It may have taken a while for a diesel model to be offered, but it has been worth the wait. While price alone makes it an attractive proposition, performance from the 163bhp engine makes an even stronger case. As with most turbodiesel engines, there is plenty of torque on offer. It produces 273lb-ft between 1,800rpm and 2,600rpm with the standard six-speed manual gearbox and that figure rises to 295lb-ft with the optional five-speed automatic.
UK launch models had the £1,450 optional automatic transmission which can be used as a conventional automatic or as a manual by using the tip shift feature. In most situations, the gearbox is best left in fully automatic mode where it combines well with the torquey engine to produce a 116mph top speed and 0-62mph acceleration in 11.6 seconds.
But to get extra engine braking the tip shift system can be used. On the road, the ML270 does not feel like a tall off-roader with a high centre of gravity. Ride is car-like and motorway work is dispatched with ease.
But this on-road refinement has not been made with any sacrifice to the car's off-road capability. We tackled two courses and the ML270 passed with flying colours.

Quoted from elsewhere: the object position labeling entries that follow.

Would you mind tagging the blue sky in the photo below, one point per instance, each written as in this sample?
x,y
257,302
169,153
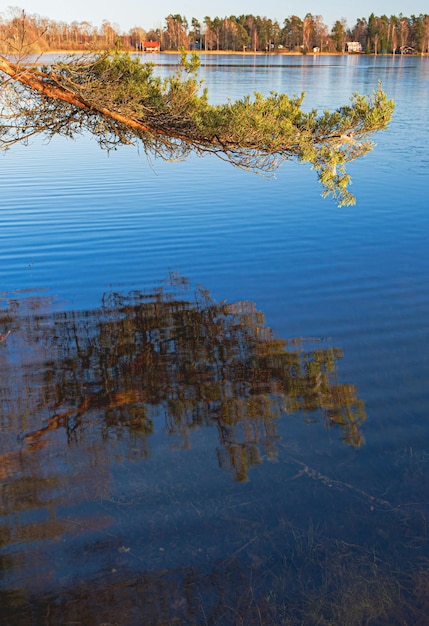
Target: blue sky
x,y
151,13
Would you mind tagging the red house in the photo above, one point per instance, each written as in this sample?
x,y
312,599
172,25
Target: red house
x,y
151,46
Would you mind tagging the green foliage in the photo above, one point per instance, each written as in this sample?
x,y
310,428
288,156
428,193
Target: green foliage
x,y
121,101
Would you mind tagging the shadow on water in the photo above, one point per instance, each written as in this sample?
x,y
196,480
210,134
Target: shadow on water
x,y
114,425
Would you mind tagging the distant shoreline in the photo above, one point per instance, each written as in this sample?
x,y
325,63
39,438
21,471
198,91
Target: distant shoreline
x,y
236,53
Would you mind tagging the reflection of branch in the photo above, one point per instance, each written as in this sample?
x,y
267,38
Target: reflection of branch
x,y
5,336
336,484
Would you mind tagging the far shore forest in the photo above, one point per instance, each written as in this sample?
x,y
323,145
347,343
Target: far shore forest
x,y
395,34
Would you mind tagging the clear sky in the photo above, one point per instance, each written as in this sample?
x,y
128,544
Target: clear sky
x,y
152,13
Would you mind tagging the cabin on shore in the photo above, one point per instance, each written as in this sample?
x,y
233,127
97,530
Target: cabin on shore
x,y
151,46
354,46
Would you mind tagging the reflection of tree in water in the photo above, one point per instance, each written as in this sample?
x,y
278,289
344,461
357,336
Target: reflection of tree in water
x,y
199,362
82,543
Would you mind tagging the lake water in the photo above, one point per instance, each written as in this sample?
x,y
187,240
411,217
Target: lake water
x,y
214,393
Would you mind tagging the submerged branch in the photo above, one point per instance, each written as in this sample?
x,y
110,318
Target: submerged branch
x,y
120,101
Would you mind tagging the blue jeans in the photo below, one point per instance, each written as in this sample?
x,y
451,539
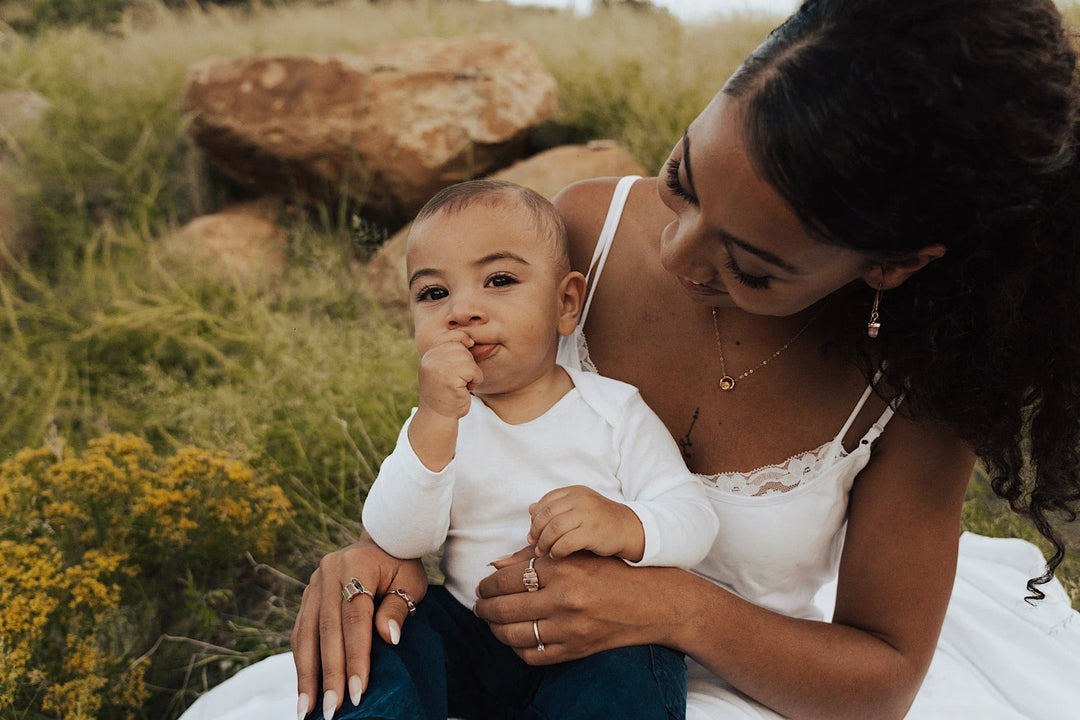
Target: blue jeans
x,y
449,665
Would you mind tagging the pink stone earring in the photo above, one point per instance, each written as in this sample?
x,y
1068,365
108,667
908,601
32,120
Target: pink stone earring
x,y
874,326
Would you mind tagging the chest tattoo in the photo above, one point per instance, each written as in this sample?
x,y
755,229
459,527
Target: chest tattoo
x,y
684,443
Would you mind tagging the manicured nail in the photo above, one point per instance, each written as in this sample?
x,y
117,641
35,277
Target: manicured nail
x,y
329,705
355,689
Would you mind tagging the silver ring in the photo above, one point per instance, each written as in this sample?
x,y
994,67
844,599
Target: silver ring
x,y
408,600
530,580
354,587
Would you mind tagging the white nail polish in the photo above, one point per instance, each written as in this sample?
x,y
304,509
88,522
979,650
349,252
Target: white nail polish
x,y
355,689
329,705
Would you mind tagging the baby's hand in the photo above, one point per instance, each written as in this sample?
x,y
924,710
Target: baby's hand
x,y
447,371
579,518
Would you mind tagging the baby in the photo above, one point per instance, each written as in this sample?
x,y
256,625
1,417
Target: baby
x,y
509,448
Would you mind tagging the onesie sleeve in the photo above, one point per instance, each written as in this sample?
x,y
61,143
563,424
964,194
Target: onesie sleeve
x,y
407,511
670,501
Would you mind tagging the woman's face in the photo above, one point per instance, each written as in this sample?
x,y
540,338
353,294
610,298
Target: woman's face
x,y
733,240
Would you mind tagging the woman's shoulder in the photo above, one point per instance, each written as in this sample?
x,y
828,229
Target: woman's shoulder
x,y
583,206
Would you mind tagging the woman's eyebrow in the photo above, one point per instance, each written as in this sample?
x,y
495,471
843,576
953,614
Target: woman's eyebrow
x,y
686,161
728,238
763,254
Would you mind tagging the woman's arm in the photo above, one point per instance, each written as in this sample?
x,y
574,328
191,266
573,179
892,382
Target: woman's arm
x,y
332,638
895,580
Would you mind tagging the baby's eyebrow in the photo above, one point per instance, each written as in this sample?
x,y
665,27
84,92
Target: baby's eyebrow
x,y
422,272
487,259
502,255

Off road the tip shift gearbox came into its own by providing essential engine braking when going down hills. Traction control also helps keep matters in check and a low-range gearbox is selected by pressing a button on the dashboard. The arrival of the ML270 provides an attractive entry point into the M-class range. With a competitive price, low running costs and rock solid residual values, there should be plenty of ML270s topping user-choosers' lists.